New-vehicle sales in May overcame economic headwinds to record an encouraging 15.6% increase on the previous month’s and a 10.1% rise on those of May 2022, according to motor industry body Naamsa. 

This was in spite of interest rate hikes, the rand weakening, supply chain disruption and rising inflation, said Naamsa CEO Mikel Mabasa. 

At 43,060 units, total sales in May were 3,959 units higher than the corresponding month in 2022, driven mostly by light commercial vehicles which rose 38.5%. Passenger cars rose 0.1%, medium commercials 2.7% and heavy trucks 19.3%. 

Year-to-date, total new-vehicle sales of 218,869 units are 3.0% higher than in last year’s matching period.

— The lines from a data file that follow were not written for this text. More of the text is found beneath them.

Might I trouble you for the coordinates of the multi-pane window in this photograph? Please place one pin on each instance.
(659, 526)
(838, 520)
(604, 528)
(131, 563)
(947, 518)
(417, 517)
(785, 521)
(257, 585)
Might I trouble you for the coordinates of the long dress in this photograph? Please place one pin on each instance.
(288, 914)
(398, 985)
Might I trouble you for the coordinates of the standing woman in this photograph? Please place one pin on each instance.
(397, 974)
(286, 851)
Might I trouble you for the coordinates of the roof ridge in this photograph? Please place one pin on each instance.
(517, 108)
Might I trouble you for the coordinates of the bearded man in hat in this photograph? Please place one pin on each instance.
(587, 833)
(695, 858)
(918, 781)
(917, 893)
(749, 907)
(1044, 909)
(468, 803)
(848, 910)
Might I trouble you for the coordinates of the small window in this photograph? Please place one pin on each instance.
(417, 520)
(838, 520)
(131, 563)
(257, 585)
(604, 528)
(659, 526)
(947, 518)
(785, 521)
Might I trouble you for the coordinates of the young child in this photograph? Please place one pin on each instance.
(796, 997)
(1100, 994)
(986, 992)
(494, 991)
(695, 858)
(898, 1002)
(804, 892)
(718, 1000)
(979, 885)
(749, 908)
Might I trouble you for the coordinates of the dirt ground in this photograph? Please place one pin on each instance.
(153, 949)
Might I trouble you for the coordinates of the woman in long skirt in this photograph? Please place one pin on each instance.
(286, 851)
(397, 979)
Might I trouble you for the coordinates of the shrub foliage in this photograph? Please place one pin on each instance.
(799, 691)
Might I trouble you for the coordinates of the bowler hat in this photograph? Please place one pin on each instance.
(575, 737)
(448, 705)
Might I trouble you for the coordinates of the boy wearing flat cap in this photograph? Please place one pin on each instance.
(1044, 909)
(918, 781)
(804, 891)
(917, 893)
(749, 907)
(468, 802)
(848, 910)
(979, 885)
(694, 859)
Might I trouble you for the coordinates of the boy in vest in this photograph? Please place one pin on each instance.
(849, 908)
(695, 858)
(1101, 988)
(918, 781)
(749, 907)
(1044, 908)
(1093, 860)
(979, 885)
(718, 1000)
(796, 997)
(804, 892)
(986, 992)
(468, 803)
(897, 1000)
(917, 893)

Vehicle exports in May 2023 were 31,437 units for a record gain of 67.5% compared with May 2022, boosted by the new-generation Ford Ranger and VW Amarok bakkies coming on stream at Ford’s Silverton plant. It came off a low base in May 2022 when vehicle exports were affected by the severe floods in KwaZulu-Natal which caused the temporary closure of Toyota’s Prospecton factory and affected the automotive supply chain. 

Naamsa said another positive note was 14.5% growth of new energy vehicles (NEVs) for year-to-date April compared with 2022’s matching period. Sales of pure electric vehicles rose 105.8%, hybrids rose 7.9% while plug-in hybrids fell 21.8% 

Naamsa cautioned against too much optimism driven by the sales growth, however. 

“An unprecedented operational environment is now redefining the performance of the automotive industry, with record high externalities for decades. These ongoing negative domestic and global economic activities directly affect the production mechanisms of the industry and therefore, the cost of doing business in SA,” said Mabasa. 

He said the tenth successive interest rate hike announcement by the Reserve Bank, with the prime lending rate now at 11.75%, was cause for concern. 

“For the first time, inconsistent with emerging market currencies, the rand went into a free flow mode to record lows. To top it all, by May 9, SA had been in the dark for as long as the entirety of 2022. To date, South Africans have spent 27% of the year without power compared to 9.5% of 2022 and the situation is likely to get worse as the winter season intensifies,” said Mabasa. 

“A load-shedding bound economy will cause irreparable harm to the automotive industry which has become the successful cornerstone of industrialisation and development in SA. 

“For SA, the risks are heavily tilted downwards, especially as debt levels continue to grow to record high levels. The likelihood of further monetary tightening is very high as inflation remains stickier than expected. On geopolitical issues, the vehicle export performance continues to be affected by stagflation shocks, amplified by the protracted Russia/Ukraine geopolitical conflict.” 

Toyota maintained its position as SA’s favourite brand in May with 11,395 sales, ahead of Volkswagen (5,259), Suzuki Auto (3,709), Hyundai (2,745), Ford (2,491), Nissan (2,314), Haval (1,877), Isuzu (1,871), Renault (1,848), Kia (1,668), BMW (1,228), Chery (1,211), Mahindra (907), Mercedes-Benz (692) and Daimler Truck (455) rounding out the top 15.